Ao ouvir estas palavras, o príncipe André franziu as sobrancelhas e continuou calado.
— É amigo de Bóris? — perguntou-lhe Vera.
— Sim, conheço-o...
— Naturalmente ele já lhe falou no seu amor de infância por Natacha?
— Ah! Houve um amor de infância? — perguntou o príncipe André, corando repentinamente.
— Sim. Sabe entre primos e primas a intimidade acaba muitas vezes em amor; quanto mais prima... Não acha?
— Oh! Evidentemente — tornou o príncipe André, e, numa forçada animação, pôs-se a gracejar com Pedro, dizendo-lhe que ele precisava de ter muito cuidado com as primas quinquagenárias de Moscovo. E, sempre no mesmo tom de gracejo, levantou-se, travou-lhe do braço e levou-o consigo para um recanto.
— Que se passa? — perguntou Pedro, surpreendido com a estranha agitação do amigo, a quem não passara despercebido o olhar que André lançara a Natacha quando se erguera.

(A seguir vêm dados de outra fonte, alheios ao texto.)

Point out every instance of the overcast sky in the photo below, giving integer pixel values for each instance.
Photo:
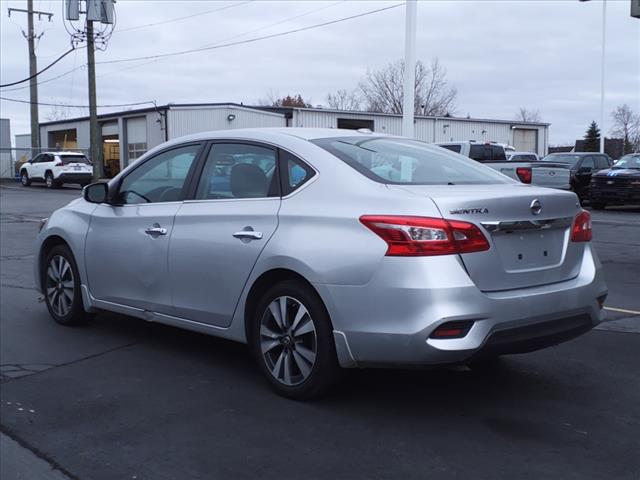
(500, 55)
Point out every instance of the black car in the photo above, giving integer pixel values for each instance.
(583, 165)
(618, 185)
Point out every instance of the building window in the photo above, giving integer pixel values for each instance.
(136, 150)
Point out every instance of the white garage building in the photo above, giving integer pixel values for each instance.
(127, 135)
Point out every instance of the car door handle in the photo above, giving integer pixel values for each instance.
(156, 231)
(248, 234)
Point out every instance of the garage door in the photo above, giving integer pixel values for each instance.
(525, 140)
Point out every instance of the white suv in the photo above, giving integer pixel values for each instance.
(56, 168)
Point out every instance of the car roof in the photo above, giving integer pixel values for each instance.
(62, 152)
(581, 154)
(274, 132)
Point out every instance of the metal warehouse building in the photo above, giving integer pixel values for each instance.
(127, 135)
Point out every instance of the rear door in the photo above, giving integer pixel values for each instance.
(219, 234)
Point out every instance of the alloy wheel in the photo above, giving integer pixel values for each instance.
(288, 340)
(60, 285)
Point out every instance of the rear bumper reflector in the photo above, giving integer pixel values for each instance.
(448, 330)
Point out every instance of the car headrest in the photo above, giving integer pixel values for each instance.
(248, 181)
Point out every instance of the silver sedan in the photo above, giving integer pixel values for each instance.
(325, 249)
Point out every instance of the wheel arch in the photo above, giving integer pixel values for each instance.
(48, 244)
(266, 280)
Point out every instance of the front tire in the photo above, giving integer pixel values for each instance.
(61, 286)
(24, 179)
(292, 339)
(48, 179)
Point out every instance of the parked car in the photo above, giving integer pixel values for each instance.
(494, 155)
(335, 249)
(582, 165)
(522, 157)
(57, 168)
(618, 185)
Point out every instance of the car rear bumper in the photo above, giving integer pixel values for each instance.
(75, 177)
(387, 326)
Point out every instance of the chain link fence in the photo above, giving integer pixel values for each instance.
(11, 159)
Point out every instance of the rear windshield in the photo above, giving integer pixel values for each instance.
(560, 158)
(487, 153)
(67, 159)
(409, 162)
(453, 148)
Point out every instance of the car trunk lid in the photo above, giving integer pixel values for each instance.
(527, 249)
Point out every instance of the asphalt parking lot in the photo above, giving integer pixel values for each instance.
(124, 399)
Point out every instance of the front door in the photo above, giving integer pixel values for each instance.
(127, 243)
(218, 236)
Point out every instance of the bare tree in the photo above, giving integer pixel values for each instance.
(526, 115)
(344, 100)
(626, 125)
(383, 89)
(272, 99)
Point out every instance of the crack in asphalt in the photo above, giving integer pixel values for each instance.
(37, 452)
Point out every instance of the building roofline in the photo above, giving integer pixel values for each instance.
(287, 111)
(359, 112)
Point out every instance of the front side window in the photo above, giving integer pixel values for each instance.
(159, 179)
(409, 162)
(234, 170)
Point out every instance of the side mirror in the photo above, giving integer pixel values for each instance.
(96, 192)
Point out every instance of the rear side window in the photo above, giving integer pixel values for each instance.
(235, 170)
(67, 159)
(453, 148)
(602, 163)
(295, 172)
(587, 163)
(487, 153)
(408, 162)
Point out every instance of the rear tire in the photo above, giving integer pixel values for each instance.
(292, 340)
(61, 287)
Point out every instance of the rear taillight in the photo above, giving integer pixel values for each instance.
(581, 229)
(424, 236)
(524, 174)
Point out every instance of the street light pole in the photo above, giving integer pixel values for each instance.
(409, 69)
(604, 37)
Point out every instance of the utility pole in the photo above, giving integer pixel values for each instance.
(602, 65)
(31, 37)
(94, 137)
(409, 69)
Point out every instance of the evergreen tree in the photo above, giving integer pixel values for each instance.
(592, 138)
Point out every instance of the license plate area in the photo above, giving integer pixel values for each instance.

— Preciso.., preciso de falar contigo — respondeu ele. — Como sabes, as nossas luvas de mulher... — referia-se às luvas que era costume oferecer aos franco-mações recém-iniciados para que estes as ofertassem à mulher de quem viessem a gostar. Eu... Não, depois falarei contigo... — E com uma estranha chama no olhar e um extremo nervosismo aproximou-se de Natacha e sentou-se a seu lado. Pedro percebeu que ele lhe pedia qualquer coisa e que ela lhe respondia corando subitamente.
Mas nesse mesmo momento Berg aproximou-se de Pedro para lhe pedir encarecidamente que viesse tomar partido na disputa que se travara entre o general e o coronel acerca dos acontecimentos de Espanha.
Berg sentia-se contente e feliz. Havia no seu rosto um sorriso perene. A sua soirée era uma perfeita soirée e em tudo igual às demais soirées a que ele
assistira. Tudo tal qual: as delicadas conversas das senhoras, os jogos, o general jogando as cartas e engrossando a voz, o samovar, os bolos. Só faltava uma coisa, uma coisa que ele observara em todas as soirées cujo modelo imitava: uma conversa ruidosa entre homens e uma discussão sobre um assunto grave e interessante. O general encetara uma conversa desse género e Berg deu-se pressa em chamar Pedro para que viesse tomar parte nela.